Unfortunately, 512MB is not enough and the repercussions of overrunning
can be far worse. I continued through the ZFS tuning guide, increased
ARC a bit to 320MB while leaving more room between arc_max and kmem_size
than there was by default (192MB gap vs 150MB), enabled prefetch, set
vdev cache size to 5MB, etc. With all the suggested tuning, I ran
through everything again and all seemed ok.

Content the problem was resolved, I went on to ports installs. Both
built Xorg and I quickly tested it. On the box with 2GB RAM I built
XBMC, tested it, and called that one done for the moment. On the box
with 3GB RAM I started compiling KDE4 yesterday. I expected it to
finish today and would have declared this matter resolved if it had.
Unfortunately, it didn't finish, but died about 580 ports into a set
of over 650. The place where it died was installing lapack, which would
be a burst of disk I/O. The symptoms were all the same, hung process,
can't start any new processes, can't login on another console, can't
run top on already logged in console, can't reboot clean. The real
surprise was on reboot, immediately after "Trying to mount root from
zfs:zroot []..." I get a double fault.
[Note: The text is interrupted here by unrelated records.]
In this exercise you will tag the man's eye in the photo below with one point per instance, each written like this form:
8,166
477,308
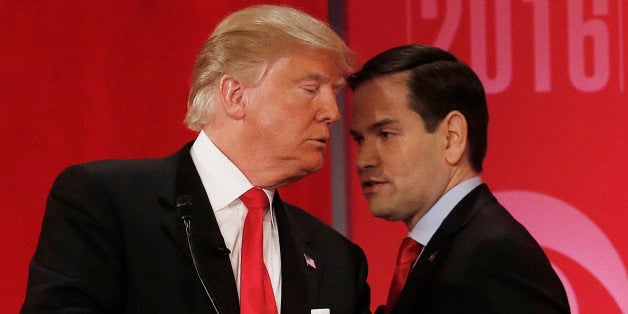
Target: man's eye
311,89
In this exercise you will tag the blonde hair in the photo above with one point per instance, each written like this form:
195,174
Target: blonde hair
245,42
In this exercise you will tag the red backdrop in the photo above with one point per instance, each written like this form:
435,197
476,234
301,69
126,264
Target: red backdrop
89,80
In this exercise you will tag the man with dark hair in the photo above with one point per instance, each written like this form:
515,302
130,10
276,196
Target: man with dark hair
420,123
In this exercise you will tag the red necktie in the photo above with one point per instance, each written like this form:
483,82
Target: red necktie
256,291
408,253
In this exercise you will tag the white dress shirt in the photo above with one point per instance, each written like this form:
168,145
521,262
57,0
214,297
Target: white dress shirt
425,228
224,183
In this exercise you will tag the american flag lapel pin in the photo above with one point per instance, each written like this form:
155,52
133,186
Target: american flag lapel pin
309,262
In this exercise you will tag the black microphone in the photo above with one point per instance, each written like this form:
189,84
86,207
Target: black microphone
184,205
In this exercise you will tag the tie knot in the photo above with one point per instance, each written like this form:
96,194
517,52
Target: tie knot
254,199
409,251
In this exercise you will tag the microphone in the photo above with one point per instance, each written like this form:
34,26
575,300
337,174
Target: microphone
184,205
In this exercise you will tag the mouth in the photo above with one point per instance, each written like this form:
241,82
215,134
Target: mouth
320,142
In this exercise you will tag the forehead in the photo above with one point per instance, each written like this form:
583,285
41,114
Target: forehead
383,97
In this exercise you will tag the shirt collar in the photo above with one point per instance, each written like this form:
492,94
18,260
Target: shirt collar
425,228
222,180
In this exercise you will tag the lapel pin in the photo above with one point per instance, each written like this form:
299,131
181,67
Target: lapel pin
432,257
309,262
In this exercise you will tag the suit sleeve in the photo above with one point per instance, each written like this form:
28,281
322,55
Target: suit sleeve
77,265
506,275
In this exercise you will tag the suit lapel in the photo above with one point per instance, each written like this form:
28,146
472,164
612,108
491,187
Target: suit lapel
210,250
299,280
439,245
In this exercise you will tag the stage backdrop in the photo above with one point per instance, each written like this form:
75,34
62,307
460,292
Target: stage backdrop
86,80
555,75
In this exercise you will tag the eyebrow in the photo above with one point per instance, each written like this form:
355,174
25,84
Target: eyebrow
324,79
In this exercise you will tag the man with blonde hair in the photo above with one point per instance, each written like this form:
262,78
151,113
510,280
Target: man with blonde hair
204,230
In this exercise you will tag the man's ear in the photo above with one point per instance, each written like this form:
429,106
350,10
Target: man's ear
456,128
230,93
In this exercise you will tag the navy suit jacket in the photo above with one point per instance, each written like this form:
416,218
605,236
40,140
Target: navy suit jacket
113,241
481,260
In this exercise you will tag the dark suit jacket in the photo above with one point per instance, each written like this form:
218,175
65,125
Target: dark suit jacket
481,260
113,241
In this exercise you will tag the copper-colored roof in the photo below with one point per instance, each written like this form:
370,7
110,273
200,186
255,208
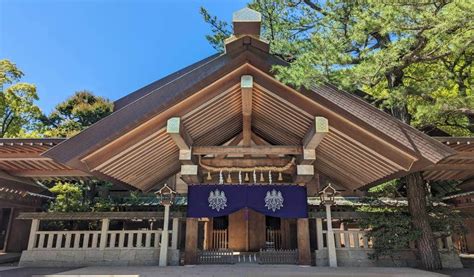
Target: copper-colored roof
130,145
459,166
21,159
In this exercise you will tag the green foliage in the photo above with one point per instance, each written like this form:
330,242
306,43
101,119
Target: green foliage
81,197
69,198
75,114
414,59
390,227
18,111
388,189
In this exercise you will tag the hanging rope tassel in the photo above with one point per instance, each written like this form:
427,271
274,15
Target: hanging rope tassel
221,178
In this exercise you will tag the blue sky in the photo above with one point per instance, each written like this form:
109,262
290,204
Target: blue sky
109,47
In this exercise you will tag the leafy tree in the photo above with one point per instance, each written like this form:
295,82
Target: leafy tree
75,114
69,198
18,111
413,59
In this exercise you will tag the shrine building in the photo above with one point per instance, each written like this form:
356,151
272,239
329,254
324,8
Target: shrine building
241,157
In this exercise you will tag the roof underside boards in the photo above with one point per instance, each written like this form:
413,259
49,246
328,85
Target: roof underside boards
131,145
456,167
21,160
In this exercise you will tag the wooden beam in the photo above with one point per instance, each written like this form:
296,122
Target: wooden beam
233,142
462,155
190,174
304,173
319,128
246,85
177,132
260,141
245,162
49,173
450,167
308,157
254,150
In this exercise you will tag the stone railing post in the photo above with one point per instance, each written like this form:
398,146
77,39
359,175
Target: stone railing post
103,233
330,239
164,238
319,233
174,235
33,230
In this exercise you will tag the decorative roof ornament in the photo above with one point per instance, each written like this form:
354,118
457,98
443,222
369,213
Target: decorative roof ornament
274,200
217,200
328,194
166,195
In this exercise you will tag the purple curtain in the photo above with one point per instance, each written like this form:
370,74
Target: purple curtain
288,201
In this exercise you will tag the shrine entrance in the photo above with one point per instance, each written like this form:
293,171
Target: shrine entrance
243,223
246,235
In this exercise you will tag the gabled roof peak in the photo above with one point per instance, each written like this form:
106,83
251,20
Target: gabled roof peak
246,15
247,22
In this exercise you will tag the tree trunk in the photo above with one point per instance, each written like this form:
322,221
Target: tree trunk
428,250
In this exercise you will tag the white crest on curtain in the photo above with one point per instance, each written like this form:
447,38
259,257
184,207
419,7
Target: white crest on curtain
274,200
217,200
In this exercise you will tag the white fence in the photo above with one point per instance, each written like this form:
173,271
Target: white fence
103,239
358,239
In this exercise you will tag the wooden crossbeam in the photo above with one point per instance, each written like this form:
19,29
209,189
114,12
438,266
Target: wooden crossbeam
246,85
233,142
463,155
260,141
177,132
254,150
48,173
245,162
304,174
190,174
316,133
318,129
465,166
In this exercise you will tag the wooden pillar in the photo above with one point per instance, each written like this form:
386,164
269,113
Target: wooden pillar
174,234
330,239
190,249
103,233
304,250
164,238
319,233
33,230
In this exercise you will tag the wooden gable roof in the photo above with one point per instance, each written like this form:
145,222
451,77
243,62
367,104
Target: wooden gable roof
364,144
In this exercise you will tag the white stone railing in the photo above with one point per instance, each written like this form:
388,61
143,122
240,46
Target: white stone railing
353,239
101,239
358,239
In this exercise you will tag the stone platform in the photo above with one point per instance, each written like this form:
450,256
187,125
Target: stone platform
245,270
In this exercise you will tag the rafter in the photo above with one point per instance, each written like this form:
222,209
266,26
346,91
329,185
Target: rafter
254,150
246,85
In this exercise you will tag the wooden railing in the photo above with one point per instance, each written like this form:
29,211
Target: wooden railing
219,239
273,239
66,239
101,239
221,256
358,239
276,256
93,239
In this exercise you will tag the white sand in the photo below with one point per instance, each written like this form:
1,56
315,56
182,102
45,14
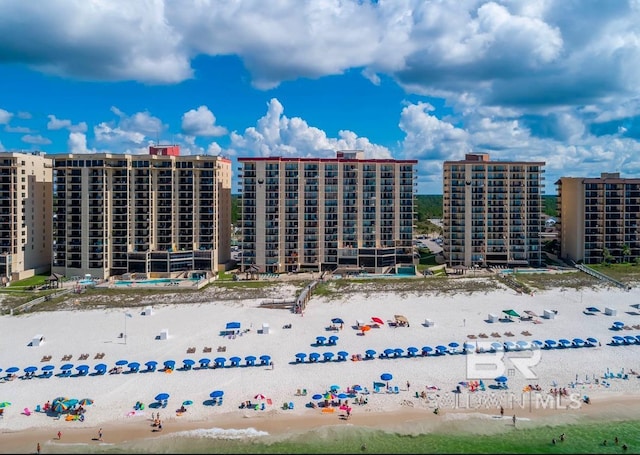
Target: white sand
199,325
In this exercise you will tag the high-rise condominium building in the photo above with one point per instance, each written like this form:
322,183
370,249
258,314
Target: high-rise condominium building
325,214
25,215
157,214
492,212
599,218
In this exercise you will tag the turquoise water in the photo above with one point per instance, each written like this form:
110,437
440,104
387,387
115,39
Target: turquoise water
580,438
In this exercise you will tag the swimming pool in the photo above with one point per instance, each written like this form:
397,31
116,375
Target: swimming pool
151,281
384,275
507,271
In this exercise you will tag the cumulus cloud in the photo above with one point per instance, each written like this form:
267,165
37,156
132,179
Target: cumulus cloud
77,143
35,139
277,135
17,129
201,122
56,124
5,117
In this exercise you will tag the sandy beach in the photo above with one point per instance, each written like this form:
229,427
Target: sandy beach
199,326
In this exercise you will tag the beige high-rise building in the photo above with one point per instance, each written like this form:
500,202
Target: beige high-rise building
599,218
492,212
25,215
319,214
160,214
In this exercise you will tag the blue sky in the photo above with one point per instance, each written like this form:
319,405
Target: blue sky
538,80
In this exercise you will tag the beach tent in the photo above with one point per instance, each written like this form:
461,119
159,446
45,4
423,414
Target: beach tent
401,320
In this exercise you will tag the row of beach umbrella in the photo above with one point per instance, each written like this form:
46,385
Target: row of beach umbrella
66,369
618,340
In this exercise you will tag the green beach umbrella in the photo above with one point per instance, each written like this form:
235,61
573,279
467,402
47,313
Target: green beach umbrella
511,313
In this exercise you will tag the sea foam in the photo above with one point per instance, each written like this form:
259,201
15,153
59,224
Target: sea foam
221,433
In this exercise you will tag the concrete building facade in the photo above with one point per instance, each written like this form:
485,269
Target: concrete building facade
599,218
25,215
326,213
492,212
157,214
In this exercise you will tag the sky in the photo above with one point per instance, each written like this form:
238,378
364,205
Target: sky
556,81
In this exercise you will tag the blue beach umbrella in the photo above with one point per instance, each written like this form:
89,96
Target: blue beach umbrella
60,406
162,396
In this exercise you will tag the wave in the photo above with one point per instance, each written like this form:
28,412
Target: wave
221,433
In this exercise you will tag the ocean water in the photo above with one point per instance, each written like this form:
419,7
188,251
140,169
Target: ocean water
580,438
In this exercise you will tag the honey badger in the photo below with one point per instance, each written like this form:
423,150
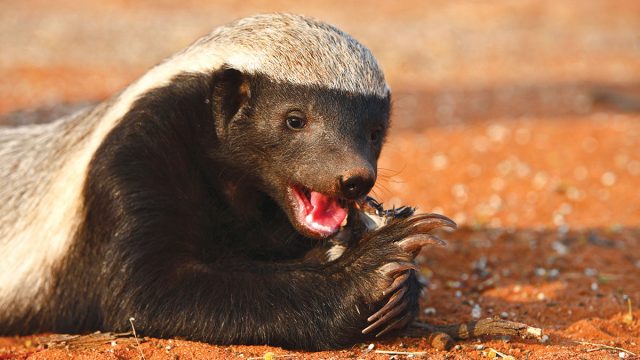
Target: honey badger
191,199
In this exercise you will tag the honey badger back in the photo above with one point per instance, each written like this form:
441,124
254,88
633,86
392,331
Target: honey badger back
189,200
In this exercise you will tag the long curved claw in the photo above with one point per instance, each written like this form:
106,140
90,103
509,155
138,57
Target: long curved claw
389,315
393,268
417,242
399,281
398,324
393,300
428,222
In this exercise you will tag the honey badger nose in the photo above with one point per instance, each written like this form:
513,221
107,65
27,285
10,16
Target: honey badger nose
356,183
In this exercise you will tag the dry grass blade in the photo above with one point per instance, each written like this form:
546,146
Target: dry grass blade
443,336
85,341
605,347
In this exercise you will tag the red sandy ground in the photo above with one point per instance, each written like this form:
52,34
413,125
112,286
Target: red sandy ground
497,124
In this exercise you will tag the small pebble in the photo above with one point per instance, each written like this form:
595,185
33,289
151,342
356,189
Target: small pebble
560,248
544,339
430,311
590,272
476,311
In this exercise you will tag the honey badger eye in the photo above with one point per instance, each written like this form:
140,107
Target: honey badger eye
296,120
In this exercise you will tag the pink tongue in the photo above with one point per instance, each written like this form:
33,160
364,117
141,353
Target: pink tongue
325,213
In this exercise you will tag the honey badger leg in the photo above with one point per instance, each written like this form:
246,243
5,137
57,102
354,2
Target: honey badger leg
402,291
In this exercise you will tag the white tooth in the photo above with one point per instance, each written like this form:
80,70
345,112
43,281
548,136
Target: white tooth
344,222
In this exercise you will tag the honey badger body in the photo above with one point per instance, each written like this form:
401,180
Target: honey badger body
190,199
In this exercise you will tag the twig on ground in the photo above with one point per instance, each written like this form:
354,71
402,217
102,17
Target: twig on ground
443,336
391,352
604,347
84,341
131,320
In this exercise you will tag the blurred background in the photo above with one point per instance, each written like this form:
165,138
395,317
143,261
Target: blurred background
506,113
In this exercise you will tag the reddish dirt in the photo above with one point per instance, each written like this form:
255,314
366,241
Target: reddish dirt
519,120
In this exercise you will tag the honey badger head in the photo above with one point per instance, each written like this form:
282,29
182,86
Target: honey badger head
300,110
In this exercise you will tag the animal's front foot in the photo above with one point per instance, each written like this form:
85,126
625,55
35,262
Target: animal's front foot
403,290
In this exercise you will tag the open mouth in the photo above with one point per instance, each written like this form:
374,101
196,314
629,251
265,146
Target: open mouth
320,214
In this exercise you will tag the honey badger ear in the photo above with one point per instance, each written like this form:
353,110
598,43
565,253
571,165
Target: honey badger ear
231,92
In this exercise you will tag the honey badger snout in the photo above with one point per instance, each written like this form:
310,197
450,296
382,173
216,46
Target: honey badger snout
357,182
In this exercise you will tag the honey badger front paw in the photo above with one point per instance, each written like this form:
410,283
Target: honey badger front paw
402,291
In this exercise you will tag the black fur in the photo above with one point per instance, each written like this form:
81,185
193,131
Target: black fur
184,226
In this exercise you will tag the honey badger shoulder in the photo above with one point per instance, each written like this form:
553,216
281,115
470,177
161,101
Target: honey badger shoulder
189,200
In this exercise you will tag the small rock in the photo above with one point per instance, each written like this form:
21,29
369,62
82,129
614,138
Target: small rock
544,339
476,311
429,311
590,272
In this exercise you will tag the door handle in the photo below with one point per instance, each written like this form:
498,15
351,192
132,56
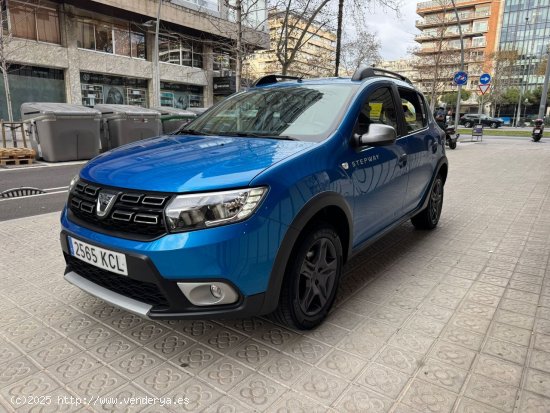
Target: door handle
402,160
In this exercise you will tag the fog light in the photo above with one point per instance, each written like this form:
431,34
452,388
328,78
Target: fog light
216,291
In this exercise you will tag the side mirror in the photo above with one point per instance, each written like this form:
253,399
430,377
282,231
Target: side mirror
378,135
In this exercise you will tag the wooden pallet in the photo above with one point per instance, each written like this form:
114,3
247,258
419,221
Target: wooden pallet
16,161
16,156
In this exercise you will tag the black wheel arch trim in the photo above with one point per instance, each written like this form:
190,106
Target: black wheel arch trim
308,211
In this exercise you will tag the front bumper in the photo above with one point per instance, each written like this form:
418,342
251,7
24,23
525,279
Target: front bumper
146,293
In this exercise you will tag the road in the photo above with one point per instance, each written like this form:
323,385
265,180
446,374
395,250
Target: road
53,179
451,320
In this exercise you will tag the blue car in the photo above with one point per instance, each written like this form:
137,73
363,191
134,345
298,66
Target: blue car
255,206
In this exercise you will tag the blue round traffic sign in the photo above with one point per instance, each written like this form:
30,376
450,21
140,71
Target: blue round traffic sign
485,79
461,78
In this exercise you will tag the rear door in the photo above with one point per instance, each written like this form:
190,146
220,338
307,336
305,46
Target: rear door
421,144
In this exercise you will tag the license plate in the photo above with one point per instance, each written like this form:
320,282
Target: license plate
99,257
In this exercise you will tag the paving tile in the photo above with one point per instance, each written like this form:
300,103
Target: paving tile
492,392
74,367
320,386
196,358
456,355
258,391
383,380
284,369
533,403
252,353
136,363
442,374
405,361
292,401
462,337
97,383
510,333
538,382
499,369
224,374
412,340
425,397
161,379
358,399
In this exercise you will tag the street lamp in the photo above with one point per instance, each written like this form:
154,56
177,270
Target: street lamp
156,68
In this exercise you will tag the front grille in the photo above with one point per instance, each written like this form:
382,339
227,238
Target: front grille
133,213
138,290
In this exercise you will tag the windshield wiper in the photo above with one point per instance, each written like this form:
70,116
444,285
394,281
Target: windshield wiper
257,135
192,132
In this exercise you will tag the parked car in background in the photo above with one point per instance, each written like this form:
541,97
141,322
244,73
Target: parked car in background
255,207
470,120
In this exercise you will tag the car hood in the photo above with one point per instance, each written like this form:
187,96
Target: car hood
188,163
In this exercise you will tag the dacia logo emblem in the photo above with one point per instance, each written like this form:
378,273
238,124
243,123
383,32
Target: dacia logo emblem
105,202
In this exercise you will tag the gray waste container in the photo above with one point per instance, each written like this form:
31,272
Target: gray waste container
173,119
124,124
63,132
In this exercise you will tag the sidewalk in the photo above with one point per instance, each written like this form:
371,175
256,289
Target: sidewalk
454,320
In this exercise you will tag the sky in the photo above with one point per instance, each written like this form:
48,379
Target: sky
396,34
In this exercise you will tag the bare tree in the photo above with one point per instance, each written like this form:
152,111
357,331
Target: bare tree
438,57
502,69
298,22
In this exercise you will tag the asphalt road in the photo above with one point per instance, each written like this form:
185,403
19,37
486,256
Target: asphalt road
53,179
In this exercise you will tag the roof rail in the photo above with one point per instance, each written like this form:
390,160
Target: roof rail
269,79
364,72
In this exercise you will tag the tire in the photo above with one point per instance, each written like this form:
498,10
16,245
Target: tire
311,279
429,217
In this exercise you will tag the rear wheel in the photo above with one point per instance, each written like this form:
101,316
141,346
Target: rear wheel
311,281
429,217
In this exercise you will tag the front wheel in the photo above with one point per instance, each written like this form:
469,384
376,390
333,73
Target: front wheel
429,216
311,281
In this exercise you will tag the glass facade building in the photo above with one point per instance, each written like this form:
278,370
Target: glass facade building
526,29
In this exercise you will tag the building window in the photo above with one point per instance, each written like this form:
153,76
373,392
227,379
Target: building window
109,38
481,26
180,52
33,21
479,41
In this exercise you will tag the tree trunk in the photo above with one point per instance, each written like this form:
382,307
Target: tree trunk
239,52
7,89
339,36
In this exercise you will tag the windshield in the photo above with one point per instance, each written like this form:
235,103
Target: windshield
304,112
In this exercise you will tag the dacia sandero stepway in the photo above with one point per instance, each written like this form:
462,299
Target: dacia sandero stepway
255,206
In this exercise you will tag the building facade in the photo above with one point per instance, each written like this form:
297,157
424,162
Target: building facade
437,57
314,59
526,30
101,51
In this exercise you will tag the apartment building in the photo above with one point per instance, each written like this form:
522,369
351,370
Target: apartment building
526,30
314,59
101,51
437,57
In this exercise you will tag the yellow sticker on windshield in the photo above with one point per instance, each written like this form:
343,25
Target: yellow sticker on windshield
375,109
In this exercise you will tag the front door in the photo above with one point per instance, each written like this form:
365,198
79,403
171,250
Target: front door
379,173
Tried booting twice, same fault
both times.

Fatal double fault:
eip = 0xc1618ec7
esp = 0xe96b4f80
ebp = 0xe96b52e0
cpuid = 0; apic id = 00
panic: double fault
cpuid = 0
KDB: stack backtrace:
#0 0xc0a1cdbf at kdb_backtrace+0x52
#1 0xc09ef0db at panic+0x121
#2 0xc0e526bb at cpu_fetch_syscall_args+0
Uptime: 10s

That doesn't tell me much specifically. Generally, I know the zpool must
be severely borked to cause that on attempt to import the pool/mount
root. It was bad enough to see that ZFS could manage to write corrupt
data to disk that damages a file. At least that was easy to fix with an
svn revert followed by another svn up and another scrub to be sure. This
time it looked fatal. Fortunately, I was able to boot a mfsbsd CD and
import the pool without panic. Scrub showed zero errors of any type and
the following attempt to boot off the pool succeeded. The error must
have been minor enough to fix without note on import or scrub, but is
severe enough to make the pool unbootable.

Why don't we default to higher vm.kmem_size, at least when using ZFS if
not always? (It is undersize with UFS on low memory boxes too) Is
there a benefit to not letting the kernel use all the RAM on i386 as
it's allowed to do on amd64? Why does KVA_PAGES, which gives 1GB kernel
address space by default, need to be increased in order to increase
vm.kmem_size beyond 512M? Is there something other than the kernel
allocating inside the kernel's address space? Is there some reason to
not let the kernel grow to the limit of it's address space or physical
RAM, whichever is less, when it feels a need to?